実咲に、何が出来るのか…? その、思考を巡らせても…一向に思いつきもしなかった…



✼••┈┈┈┈••✼••┈┈┈┈••✼


「うぅ~…ん。。」


マンションのダイニングルームで、ソファに腰掛け…クッションを抱き抱え…、テレビドラマを眺めていた実咲…


が。。


ドラマの内容は、頭に入ってこず…。。

それ所か、今朝の凪子の言葉ばかり…が、脳内を駆け巡っていた…


「……」
《凪子さんは、あたしと漆原くんが結婚している…と、思い込んでいるんだよね…?

そんなんじゃないのに…っ


でも~…。。
『結婚してないの! 偽装なんだよ…っ!』

…なんてこと。
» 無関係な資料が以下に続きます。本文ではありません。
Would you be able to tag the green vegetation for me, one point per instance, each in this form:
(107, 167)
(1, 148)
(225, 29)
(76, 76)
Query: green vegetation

。

言えるはずがなぃ~…!!


【偽装結婚】を露見するワケにいかないんだから…

バレたら…、あたし、ここを出ていかなきゃいけないし…


…かと、言って…

彼女がこのまま…、何も知らないまま…漆原くんを好きでいるのって…可哀想…

凪子さんは、あたしと漆原くんが結婚している…と、思っているんだから…

彼女にとっては…
【不倫】?…をしているような心境なのかな…っ?!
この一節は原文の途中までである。